Trailhead: south end Fall Creek unit; 3 miles roundtrip, elevation change 300 feet.
From the south end of the Fall Creek Unit, take Bennett Creek Trail to Fall Creek Trail to South Fork Trail. A second-growth redwood forest changes to madrone and tanoak near your destination: the ruins of entrepreneur Henry Cowell’s limestone kilns.
Campground to Redwood Grove Loop
Trailhead: campground; 5 miles, elevation change
Walk between campground sites 82 and 84, past the scrubby chaparral of the Santa Cruz sandhills. Take Eagle Creek Trail down to Pipeline Road to the Redwood Grove loop trail and back. Along the way, take some time to loll along the San Lorenzo River. At the halfway point, head to the visitor center to learn about wildlife, plants, logging, and other park lore.
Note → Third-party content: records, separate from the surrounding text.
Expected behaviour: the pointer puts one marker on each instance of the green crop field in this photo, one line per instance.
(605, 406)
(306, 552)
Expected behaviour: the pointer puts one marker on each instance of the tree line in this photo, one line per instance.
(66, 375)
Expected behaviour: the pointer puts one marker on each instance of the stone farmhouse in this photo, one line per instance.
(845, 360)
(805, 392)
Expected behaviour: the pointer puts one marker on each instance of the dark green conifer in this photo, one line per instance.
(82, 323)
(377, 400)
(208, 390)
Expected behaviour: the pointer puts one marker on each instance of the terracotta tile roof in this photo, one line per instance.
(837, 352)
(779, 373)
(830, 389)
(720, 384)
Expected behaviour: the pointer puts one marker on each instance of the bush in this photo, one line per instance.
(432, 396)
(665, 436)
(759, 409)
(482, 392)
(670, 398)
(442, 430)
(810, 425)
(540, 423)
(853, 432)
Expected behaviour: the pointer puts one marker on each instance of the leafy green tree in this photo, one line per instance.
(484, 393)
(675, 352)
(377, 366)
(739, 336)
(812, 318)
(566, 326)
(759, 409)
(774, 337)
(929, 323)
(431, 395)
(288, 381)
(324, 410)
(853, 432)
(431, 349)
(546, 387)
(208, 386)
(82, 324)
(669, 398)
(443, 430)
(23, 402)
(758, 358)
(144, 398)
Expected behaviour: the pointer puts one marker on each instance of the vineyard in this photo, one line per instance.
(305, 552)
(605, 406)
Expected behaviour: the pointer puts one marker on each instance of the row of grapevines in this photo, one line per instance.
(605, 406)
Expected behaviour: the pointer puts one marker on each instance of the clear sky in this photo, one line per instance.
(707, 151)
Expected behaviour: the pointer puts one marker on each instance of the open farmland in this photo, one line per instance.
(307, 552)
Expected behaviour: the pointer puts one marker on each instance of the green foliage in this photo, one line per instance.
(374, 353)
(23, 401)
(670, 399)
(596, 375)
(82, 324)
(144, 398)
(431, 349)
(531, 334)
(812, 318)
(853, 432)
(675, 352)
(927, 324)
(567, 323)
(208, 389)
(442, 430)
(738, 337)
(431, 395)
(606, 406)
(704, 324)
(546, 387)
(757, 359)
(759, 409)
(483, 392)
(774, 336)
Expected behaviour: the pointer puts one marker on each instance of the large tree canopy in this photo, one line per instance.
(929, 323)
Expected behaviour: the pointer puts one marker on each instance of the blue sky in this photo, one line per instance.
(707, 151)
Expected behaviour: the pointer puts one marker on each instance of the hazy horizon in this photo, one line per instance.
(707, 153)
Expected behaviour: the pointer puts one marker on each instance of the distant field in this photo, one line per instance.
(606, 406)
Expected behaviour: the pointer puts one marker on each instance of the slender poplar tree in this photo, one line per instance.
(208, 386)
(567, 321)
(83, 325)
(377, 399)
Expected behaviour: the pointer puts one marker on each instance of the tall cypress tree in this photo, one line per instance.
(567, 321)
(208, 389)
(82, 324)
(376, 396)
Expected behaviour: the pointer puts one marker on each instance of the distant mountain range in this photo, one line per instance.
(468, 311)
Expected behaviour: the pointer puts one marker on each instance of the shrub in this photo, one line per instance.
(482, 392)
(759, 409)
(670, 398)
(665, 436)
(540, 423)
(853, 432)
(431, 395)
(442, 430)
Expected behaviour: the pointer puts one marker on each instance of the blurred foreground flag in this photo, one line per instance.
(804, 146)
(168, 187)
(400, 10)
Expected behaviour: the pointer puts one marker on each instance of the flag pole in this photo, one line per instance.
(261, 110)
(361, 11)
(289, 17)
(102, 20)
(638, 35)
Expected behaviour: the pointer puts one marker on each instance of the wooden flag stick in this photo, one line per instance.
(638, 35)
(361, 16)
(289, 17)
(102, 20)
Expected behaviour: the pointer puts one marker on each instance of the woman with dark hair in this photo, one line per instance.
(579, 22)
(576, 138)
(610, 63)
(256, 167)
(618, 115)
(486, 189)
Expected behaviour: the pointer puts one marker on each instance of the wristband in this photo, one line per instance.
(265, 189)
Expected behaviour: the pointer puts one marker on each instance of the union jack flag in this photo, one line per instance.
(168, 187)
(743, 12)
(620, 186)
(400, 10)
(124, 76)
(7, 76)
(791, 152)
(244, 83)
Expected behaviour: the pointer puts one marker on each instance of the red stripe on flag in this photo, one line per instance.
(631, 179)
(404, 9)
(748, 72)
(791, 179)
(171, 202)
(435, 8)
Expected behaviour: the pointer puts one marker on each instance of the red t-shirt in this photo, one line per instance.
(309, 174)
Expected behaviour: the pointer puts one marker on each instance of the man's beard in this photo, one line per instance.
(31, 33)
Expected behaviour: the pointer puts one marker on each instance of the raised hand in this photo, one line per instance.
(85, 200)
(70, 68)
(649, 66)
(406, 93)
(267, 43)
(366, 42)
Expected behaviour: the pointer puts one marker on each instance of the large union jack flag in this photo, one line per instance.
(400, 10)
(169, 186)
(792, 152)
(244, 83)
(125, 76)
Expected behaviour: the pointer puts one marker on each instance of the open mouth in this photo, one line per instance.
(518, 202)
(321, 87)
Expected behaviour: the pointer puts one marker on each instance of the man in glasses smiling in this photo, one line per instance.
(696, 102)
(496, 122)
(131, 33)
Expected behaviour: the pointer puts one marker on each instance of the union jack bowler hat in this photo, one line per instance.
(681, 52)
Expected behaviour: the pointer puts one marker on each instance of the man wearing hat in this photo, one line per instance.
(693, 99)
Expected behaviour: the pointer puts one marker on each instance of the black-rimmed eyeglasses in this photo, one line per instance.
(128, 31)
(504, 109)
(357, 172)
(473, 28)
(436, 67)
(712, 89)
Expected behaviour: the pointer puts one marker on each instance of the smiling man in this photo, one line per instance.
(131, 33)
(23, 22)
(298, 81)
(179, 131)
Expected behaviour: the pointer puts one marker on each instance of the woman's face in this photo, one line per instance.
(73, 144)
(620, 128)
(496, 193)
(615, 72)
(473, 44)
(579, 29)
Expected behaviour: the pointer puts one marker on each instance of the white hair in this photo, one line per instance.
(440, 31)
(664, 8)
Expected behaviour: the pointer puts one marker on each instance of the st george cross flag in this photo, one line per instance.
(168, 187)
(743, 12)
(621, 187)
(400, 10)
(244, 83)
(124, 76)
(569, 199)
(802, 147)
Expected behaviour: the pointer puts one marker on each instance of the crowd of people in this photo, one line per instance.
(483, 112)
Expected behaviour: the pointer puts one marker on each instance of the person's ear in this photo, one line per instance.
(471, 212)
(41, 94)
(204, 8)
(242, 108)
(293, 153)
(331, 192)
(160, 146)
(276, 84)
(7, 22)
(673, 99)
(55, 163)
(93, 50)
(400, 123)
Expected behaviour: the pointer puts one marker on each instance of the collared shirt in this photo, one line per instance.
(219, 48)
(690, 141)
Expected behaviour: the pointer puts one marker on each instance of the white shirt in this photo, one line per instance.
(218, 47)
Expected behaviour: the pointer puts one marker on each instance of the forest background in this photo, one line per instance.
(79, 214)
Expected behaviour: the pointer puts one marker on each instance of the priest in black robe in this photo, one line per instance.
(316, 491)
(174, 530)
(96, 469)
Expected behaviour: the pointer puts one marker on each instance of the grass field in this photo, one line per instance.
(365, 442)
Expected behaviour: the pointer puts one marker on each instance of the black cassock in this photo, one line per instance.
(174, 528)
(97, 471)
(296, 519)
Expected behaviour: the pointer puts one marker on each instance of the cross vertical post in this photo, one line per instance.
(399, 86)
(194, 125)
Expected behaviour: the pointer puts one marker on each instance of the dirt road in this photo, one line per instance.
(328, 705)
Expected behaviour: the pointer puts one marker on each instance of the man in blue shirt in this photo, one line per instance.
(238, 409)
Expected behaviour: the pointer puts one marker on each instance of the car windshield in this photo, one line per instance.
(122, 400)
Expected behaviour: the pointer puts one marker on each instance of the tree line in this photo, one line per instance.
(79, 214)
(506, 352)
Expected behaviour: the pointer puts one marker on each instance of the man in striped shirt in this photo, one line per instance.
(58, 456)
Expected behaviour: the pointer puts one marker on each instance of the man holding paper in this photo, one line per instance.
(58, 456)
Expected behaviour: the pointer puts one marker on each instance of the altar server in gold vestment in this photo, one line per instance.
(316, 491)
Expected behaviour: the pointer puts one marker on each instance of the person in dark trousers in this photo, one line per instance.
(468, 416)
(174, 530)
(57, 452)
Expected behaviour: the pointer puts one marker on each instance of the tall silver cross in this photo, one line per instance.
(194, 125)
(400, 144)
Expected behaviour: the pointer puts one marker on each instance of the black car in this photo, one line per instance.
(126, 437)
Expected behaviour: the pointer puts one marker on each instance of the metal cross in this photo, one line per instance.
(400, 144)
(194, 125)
Check out the steam trains next door before heading uphill back to the campground.
Trailhead: Fall Creek; approximately 7.5 miles round trip, elevation change 1,400 feet.
Almost all of Fall Creek’s ancient redwoods were cut down to fuel Henry Cowell’s lime kilns. One that remains is a mid-sized (six feet in diameter) tree called Big Ben. To view it, follow the directions for the 1.1-mile hike to the Kiln Ruins (above). From there take the Cape Horn Trail to the Lost Empire Trail for an additional 2.7 miles. Return the way you came.
If you’d prefer a less epic hike: Park where the Sunlit Trail starts along the Empire Grade. With a mere half mile of effort, you’ll get to see Big Ben, but you’ll miss the kiln ruins.
Four Crossings (there are NO bridges at these river crossings; crossings can be difficult to find, always hike with a map)
Trailhead: campground at Powdermill Fire Road to Buckeye Trail to Rincon Fire Road to Ridge Fire Road to Powdermill Fire Road; approximately 5 mile loop, elevation change 600 feet. July to October.
If you have a good sense of direction and adventure, try this exploration of the San Lorenzo River Gorge. There are NO bridges at these crossings. From July to October the hike’s four river crossings are doable for most people. But in the rainy season, beware! If the water rises above knee height, choose a different hike. In any season, this hike poses route-finding challenges. Each year the storms and the river slightly change how the crossing locations, so please BRING A MAP.
Follow Powdermill Fire Road to the Buckeye trailhead, to Rincon Fire Road, the to Ridge Fire Road to hike back through the Santa Cruz Sandhills and the Observation deck to hook back up with Powdermill Fire Road to return to the start.